Due date plus six here, and all is well on the home front. Every night we go to bed wondering, is this the night? Every day I check the weather, hoping it’ll safe to drive into the city to the midwife center.
With all this baby talk, you might have forgotten that there’s still a self-imposed sock club going on over here. Last month I knit the first pair of socks out of Nancy Bush’s Knitting on the Road, then I did a fun thing. I pulled all the sock yarn I own out of its three (!!) drawers, and matched it up with the rest of the book’s patterns. I wasn’t able to find good matches for all the patterns, mostly the patterns that required a heavier sock yarn and/or multiple colors. But those I have been collecting as well, and at this point I have the yarn for every pair in the book except one slightly problematic one. (Well, half of one – it’s a Christmas stocking). Anyway, I put all the yarn in plastic bags, labeled each with the pattern and page number, and lined them up on the top shelf in the studio.
There’s a joke in there somewhere about “top shelf” yarn; I leave it to you to find it.
Late at night, on January 31st, I took Jared up to the shelf, made him close his eyes, spun him around a few times, and told him to pull out the first bag he touched. He ended up taking the yarn matched with a pattern called “Oslo” – a pair of ankle-length boot socks in sport weight – very quick to knit, with only a 48 stitch circumference, and with a pretty little fair isle cuff.
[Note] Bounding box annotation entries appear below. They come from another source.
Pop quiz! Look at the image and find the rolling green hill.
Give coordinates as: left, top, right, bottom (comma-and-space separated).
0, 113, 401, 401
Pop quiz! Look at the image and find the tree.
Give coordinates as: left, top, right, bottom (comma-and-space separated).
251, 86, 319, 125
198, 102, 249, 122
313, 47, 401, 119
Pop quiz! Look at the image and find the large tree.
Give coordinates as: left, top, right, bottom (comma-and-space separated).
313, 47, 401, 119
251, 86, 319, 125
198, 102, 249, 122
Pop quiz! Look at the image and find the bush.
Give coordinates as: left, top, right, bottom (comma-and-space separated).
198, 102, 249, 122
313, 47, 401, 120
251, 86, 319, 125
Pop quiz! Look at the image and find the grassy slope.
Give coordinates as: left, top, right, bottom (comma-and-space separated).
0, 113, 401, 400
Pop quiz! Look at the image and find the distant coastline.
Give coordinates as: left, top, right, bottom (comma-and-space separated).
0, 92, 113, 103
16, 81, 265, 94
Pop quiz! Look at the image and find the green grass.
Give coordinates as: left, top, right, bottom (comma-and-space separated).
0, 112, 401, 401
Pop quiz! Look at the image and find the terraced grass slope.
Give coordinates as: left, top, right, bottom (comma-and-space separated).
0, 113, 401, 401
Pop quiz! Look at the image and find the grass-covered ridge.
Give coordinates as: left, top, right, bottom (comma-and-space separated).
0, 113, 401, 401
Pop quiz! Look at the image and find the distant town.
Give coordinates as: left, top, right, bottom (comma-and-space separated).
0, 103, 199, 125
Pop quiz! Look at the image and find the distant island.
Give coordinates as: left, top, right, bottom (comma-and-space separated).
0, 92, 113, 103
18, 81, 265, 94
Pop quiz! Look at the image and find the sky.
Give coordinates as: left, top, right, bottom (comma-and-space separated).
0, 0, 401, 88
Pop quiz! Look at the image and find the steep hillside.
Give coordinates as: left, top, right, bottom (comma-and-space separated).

Pattern Review: This is a nice little pair, aside from the fact that I really can’t fathom why you would need “ankle length boot socks.” I don’t know who owns ankle length boots. I will have to be able to reach my legs to shave them again before I wear them in public, but I would pair them with my patent-leather Dankso’s (coincidentally, the only shoes that my swollen feet still fit into) and a long skirt for a teacher-y sort of look. I followed the pattern pretty exactly, except when it came to attaching the folded-under picot edge. (How I love picot edges!) I don’t believe in seaming when you don’t have to, so I just picked up and knit after the edge was finished. Only, I kinda misjudged the rows, and should have knit one more row before doing the attaching row. So as a result, the picot edge was dangerously flared, as you see above. But including a careful blocking of that edge in the blocking process (always block your fair isle, kids! No exceptions!) seems to have fixed it.
They look downright demure, don’t they? I hope I can pull off demure… Maybe ironic demure.
Yarn Review: To complete these, I picked up one skein of Louet Gems Sport weight from Cloverhill Yarns. Gems is one of those yarns I sold for years without ever actually knitting with it, because let’s face it – if you’ve knit with one well-processed 2-ply sock yarn, you’ve knit with them all, right? Well, okay, yeah. This yarn wasn’t brimming with novelty. But it’s good stuff, and comes in nice solid colors. I wish I had something better to say about it than that it’s unobjectionable, but hey – sometimes unobjectionability is the true mark of excellence. Like in, say, driving a car.
Oh, and for the contrasting color I used leftovers of Shelridge from last months’ socks. I thought I’d have to double it to match the sport weight, but that was way too thick. Turns out that just knitting the finer yarn a little looser (by holding it in my left hand for the fair isle bit) was enough to make it match quite well.
I also managed to meet my goal of knitting a pair of baby socks to go with mommy’s socks. I was bored of the green-red combo, so I used a bit of white that was laying around instead. To make these, I cast on 30 stitches, and instead of making a folded-over cuff, I framed the fair isle section in purls. I made these a little big, thinking they might be Christmas-appropriate, and having found a chart in Vintage Baby Knits that told me 6-12 month baby socks are 4.5″ long, I complied. I finished the toes with a round toe, decreasing in only three places, to make it a little easier to fiddle with than a classic toe on 30 stitches.
This whole goal of knitting baby socks to go with grown up socks might be riskier than I thought, at least at some points. Below, the baby sock on the left has a normal, short-ish tail left for weaving in. The sock on the right? The tail that remains is all the yarn I had left. I really didn’t think I was going to make it at the end; I thought I’d have to pull out the other toe, make shorter socks, fuss and fiddle even more with tiny round toes… and I made it. With eight inches left. That, my friends, is living on the edge.
Except I just realized… In collecting yarn to knit the socks in this book, I strategized carefully to buy the minimum… which meant for some multi-colored socks, planning on using leftovers from one pair as a contrast color another. …aaand I just remembered that I was counting on the leftovers from this pair to be the second contrast color on a three-color sport weight pair.